Bitcoin has received some heat in the media lately.
In February, Mt. Gox, once the world’s largest Bitcoin exchange, filed for bankruptcy after losing $490 million worth of investments and is also facing a lawsuit after a cyber attack brought down their exchange. Further, the CEO of BitInstant was arrested in New York in January for money laundering. BitInstant is also facing a class-action lawsuit from its investors who allege the service was misrepresented to them.
Descriptions for Bitcoin are abysmal. A scam. Destructive. Illegal.
The currency will face an uphill battle to prove its worth – figuratively and literally – to the public and national governments.

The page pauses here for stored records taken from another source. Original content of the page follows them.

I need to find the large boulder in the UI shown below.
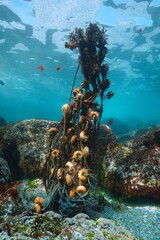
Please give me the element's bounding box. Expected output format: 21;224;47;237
0;119;116;180
102;127;160;199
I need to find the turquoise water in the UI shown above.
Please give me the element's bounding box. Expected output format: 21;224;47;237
0;0;160;127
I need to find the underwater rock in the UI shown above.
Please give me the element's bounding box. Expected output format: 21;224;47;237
101;118;129;135
102;127;160;199
0;211;137;240
116;130;137;143
0;116;8;127
0;157;11;184
0;119;116;180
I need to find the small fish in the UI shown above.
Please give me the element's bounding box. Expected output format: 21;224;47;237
36;66;44;72
107;118;114;126
56;66;61;71
0;80;5;86
136;28;142;33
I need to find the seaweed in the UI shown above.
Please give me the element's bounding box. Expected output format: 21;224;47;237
43;23;114;216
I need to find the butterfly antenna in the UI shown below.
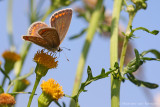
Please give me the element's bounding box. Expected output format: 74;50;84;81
63;51;69;61
62;47;71;51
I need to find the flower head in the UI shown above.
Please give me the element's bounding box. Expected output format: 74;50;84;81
0;93;16;107
2;51;21;74
33;50;58;69
41;79;64;101
16;79;30;92
2;51;21;62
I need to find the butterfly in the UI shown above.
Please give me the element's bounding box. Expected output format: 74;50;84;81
22;8;72;52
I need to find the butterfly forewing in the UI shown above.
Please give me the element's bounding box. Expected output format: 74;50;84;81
50;9;72;43
28;21;48;36
22;36;52;49
38;27;60;48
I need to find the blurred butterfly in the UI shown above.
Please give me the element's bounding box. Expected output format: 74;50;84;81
22;9;72;52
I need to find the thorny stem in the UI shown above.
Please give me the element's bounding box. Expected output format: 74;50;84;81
70;0;103;107
110;0;123;107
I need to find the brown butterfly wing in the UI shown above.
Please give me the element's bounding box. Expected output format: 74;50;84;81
28;21;48;36
22;36;52;49
50;9;72;43
38;28;60;48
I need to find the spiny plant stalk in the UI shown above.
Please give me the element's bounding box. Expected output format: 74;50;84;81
110;0;123;107
70;0;103;107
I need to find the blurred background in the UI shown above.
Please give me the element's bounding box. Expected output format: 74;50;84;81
0;0;160;107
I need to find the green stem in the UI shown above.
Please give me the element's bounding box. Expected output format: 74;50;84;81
70;0;103;107
13;0;53;92
7;0;15;51
27;76;41;107
2;76;6;87
110;0;123;107
120;12;136;73
41;6;55;21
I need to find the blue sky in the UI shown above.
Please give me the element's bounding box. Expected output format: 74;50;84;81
0;0;160;107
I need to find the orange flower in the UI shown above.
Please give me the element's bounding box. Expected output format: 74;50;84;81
33;50;58;69
41;79;64;101
2;51;21;62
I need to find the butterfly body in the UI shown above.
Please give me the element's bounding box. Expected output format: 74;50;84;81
22;9;72;52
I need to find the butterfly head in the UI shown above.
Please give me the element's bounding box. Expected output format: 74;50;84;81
57;47;63;52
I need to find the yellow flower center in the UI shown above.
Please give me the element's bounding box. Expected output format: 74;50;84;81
41;79;64;100
0;93;16;106
2;51;21;62
33;50;58;69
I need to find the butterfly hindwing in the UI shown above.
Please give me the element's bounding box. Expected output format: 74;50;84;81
38;27;60;48
50;9;72;43
22;36;51;49
28;21;48;36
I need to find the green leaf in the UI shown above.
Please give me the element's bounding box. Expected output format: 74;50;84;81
114;62;119;69
0;67;11;84
134;49;141;67
141;49;160;59
69;28;87;40
87;66;93;80
127;73;158;89
62;102;66;107
101;68;105;75
133;27;159;35
0;85;4;94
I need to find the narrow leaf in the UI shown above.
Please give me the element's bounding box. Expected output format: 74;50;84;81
133;27;159;35
0;85;4;94
87;66;93;81
127;73;158;89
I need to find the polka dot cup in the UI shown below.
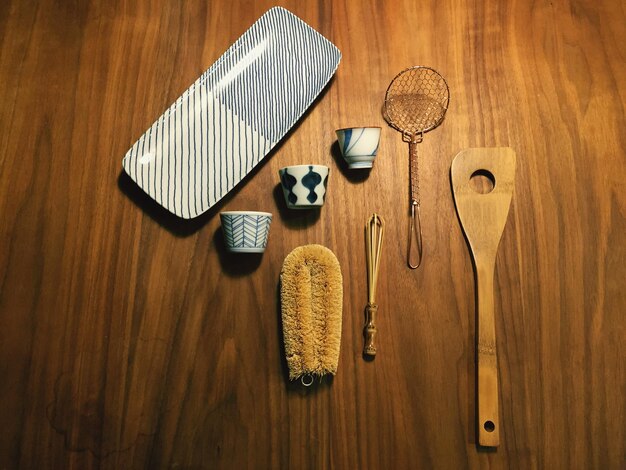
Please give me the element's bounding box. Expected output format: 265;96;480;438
278;165;329;209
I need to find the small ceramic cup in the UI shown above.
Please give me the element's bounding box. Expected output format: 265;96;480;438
335;127;380;169
278;165;329;209
220;211;272;253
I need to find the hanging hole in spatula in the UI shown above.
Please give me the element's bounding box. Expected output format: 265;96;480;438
470;169;496;194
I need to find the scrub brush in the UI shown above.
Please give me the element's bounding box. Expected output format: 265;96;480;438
280;245;343;386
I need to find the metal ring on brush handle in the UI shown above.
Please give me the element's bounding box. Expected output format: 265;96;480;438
363;303;378;356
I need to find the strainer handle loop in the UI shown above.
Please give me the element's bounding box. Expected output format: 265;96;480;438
406;199;422;269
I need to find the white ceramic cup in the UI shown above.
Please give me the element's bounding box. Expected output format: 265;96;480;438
278;165;329;209
220;211;272;253
335;127;380;169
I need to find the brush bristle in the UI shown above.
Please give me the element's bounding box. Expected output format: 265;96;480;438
280;245;343;380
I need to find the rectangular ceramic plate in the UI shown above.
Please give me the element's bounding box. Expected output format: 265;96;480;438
122;7;341;219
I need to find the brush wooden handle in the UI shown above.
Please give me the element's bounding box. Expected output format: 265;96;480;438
363;304;378;356
476;256;500;447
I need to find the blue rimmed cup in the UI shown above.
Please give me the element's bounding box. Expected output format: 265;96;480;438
278;165;330;209
220;211;272;253
335;127;380;169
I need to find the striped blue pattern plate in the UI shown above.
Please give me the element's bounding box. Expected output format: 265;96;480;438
122;7;341;219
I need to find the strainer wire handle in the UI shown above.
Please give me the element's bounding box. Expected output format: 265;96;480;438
406;137;422;269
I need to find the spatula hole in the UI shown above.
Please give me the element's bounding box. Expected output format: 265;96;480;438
483;421;496;432
470;170;496;194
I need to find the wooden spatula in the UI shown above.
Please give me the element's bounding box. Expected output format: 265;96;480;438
451;147;515;446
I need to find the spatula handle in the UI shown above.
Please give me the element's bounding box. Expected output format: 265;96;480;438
476;260;500;447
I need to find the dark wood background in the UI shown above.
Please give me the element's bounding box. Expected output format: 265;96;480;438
0;0;626;469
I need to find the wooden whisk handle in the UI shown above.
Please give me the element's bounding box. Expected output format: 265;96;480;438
363;303;378;356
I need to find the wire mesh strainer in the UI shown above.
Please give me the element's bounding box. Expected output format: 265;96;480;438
383;65;450;269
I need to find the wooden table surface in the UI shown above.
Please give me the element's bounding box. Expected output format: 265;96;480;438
0;0;626;469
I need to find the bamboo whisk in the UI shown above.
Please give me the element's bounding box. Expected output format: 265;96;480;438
363;213;385;356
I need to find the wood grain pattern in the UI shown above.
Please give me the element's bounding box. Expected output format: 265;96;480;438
0;0;626;469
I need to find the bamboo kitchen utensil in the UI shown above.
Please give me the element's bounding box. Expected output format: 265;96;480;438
451;148;515;446
383;65;450;269
363;213;385;356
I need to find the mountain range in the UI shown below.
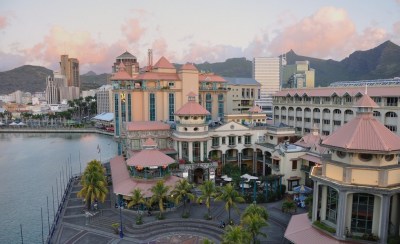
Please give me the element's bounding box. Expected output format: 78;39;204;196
0;41;400;94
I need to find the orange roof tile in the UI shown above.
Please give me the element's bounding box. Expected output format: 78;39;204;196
274;86;400;97
134;72;180;81
199;73;227;82
126;121;170;131
153;56;175;69
322;113;400;152
126;149;175;167
175;101;210;115
181;63;198;71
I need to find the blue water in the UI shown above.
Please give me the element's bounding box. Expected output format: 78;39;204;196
0;133;117;243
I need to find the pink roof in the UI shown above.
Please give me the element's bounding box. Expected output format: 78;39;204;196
322;113;400;152
111;62;133;80
134;72;180;81
153;56;175;69
181;63;198;71
175;101;210;115
126;149;175;167
199;73;227;82
249;105;262;114
143;138;157;147
354;94;379;108
110;156;180;197
126;121;170;131
274;86;400;97
284;213;346;244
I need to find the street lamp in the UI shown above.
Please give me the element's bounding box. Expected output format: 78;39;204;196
119;199;124;239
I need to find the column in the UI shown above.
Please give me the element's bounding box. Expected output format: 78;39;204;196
336;191;347;239
379;195;390;243
188;141;193;162
263;153;265;176
312;181;319;222
199;141;204;162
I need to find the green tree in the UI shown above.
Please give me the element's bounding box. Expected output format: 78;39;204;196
222;225;251;244
171;179;195;214
78;160;108;210
241;204;268;243
215;183;244;223
197;180;216;219
128;188;146;211
150;180;169;218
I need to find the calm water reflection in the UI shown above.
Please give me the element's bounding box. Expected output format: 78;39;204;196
0;133;117;243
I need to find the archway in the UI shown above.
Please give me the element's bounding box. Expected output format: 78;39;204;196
193;168;205;184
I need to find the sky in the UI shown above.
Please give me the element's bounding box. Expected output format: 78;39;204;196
0;0;400;74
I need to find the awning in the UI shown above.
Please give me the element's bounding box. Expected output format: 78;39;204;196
284;213;347;244
299;154;321;164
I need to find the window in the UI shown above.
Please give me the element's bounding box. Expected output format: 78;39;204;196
149;93;156;121
244;136;251;145
168;93;175;121
228;136;236;146
212;137;219;147
326;186;339;224
351;193;374;234
292;160;297;170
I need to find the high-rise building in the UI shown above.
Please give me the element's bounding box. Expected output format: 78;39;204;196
253;57;281;114
60;54;81;88
281;61;315;88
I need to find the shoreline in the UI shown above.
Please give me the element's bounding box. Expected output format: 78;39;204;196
0;127;114;136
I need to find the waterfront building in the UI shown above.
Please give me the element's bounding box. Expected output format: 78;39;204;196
60;54;81;89
282;60;315;88
253;57;281;114
224;77;261;114
273;85;400;135
311;93;400;243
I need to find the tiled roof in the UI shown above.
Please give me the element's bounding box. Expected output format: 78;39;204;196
126;149;175;167
222;77;261;86
199;73;226;82
133;72;180;81
126;121;170;131
110;156;180;197
153;57;175;69
322;113;400;152
181;63;198;71
273;86;400;97
175;101;210;115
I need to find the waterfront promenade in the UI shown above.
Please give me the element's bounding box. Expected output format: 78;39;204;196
48;175;304;244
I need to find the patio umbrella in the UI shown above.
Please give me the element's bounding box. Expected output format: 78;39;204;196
293;185;312;194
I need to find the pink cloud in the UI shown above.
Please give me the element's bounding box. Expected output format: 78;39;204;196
121;19;146;42
0;16;8;30
269;7;356;57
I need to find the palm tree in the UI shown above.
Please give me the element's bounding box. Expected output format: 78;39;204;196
222;225;251;244
78;160;108;210
242;204;268;243
128;188;146;212
197;180;216;219
150;180;169;219
215;183;244;224
171;179;195;214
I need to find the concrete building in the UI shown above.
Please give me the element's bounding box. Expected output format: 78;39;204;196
253;57;281;114
60;54;81;88
311;93;400;243
273;86;400;135
282;61;315;88
96;85;114;114
224;77;261;114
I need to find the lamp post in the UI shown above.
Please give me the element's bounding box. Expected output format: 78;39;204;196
119;199;124;239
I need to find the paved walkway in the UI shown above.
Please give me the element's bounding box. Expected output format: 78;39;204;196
50;177;304;244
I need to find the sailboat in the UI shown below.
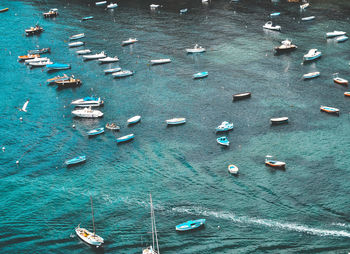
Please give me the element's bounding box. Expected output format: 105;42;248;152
142;194;160;254
75;196;104;248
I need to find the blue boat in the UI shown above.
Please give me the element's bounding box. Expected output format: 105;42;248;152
65;155;86;166
193;71;208;79
175;219;205;232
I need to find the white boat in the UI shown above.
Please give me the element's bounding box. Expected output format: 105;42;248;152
83;51;107;60
186;44;205;53
72;107;103;118
165;117;186;125
263;21;281;31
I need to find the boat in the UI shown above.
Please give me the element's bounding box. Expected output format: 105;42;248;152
83;51;107;60
265;155;286;169
142;194;160;254
75;196;104;248
186;44;205;54
232;92;252;101
320;106;340;116
122;38;138;46
86;127;105;137
263;21;281;31
326;31;346;38
127;116;141;125
65;155;86;166
98;56;119;63
69;33;85;41
150;58;171;65
216;136;230;146
165;117;186;125
43;8;58;18
72;106;103;118
104;67;122;74
270;116;288;125
303;49;322;62
175;219;205;232
303;71;320;79
215;121;233;132
71;96;104;107
116;134;135;143
227;164;239;175
193;71;208;79
112;70;134;78
68;41;85;48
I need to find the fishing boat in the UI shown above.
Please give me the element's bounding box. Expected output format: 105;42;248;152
75;196;104;248
303;71;320;79
303;49;322;62
122;38;138;46
65;155;86;166
232;92;252;101
165;117;186;125
86;127;105;137
116;134;135;144
127;116;141;125
186;44;205;54
71;96;104;107
215;121;233;132
265;155;286;169
216;136;230;146
72;107;103;118
263;21;281;31
175;219;205;232
193;71;208;79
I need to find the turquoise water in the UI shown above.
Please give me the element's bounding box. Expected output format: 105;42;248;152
0;0;350;253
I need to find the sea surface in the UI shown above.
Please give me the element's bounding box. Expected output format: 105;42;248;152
0;0;350;254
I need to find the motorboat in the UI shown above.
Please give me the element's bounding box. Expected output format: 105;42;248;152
215;121;233;132
186;44;205;53
72;107;103;118
263;21;281;31
165;117;186;125
175;219;205;232
303;49;322;62
71;96;104;107
127;116;141;125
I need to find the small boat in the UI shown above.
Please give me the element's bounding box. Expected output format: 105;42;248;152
72;107;103;118
265;155;286;169
116;134;135;143
270;117;288;125
215;121;233;132
98;56;119;63
127;116;141;124
68;41;85;48
122;38;138;46
216;136;230;146
165;118;186;125
326;31;346;38
303;71;320;79
112;70;134;78
303;49;322;62
227;164;239;175
263;21;281;31
69;33;85;41
65;155;86;166
86;127;105;137
193;71;208;79
71;96;104;107
175;219;205;231
320;106;340;116
186;44;205;53
232;92;252;101
150;58;171;65
104;67;122;74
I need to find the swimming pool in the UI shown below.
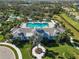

“Bitcoin matters because it has governments and major banks scared stiff. It presents a currency that cuts them out of the picture,” writes CNN Money’s Jose Pagliery.
China and Russia have already declared Bitcoin illegal. But, the U.S. government and its private financial institutions are not so sure it should be. Beyond the concern that there is little protection for consumers who trade in Bitcoin, there is reason to be optimistic. Bitcoin allows for the opportunity for private and public sectors alike to capitalize on the ability to easily transfer money across the world without fees or inflation.
“We have finally figured out how to send value over the Internet – faster, cheaper and more securely. We are not going to ‘unlearn’ that,” Jinyoung Englund, spokeswoman for the Bitcoin Foundation, the currency’s top advocate, told Pagliery.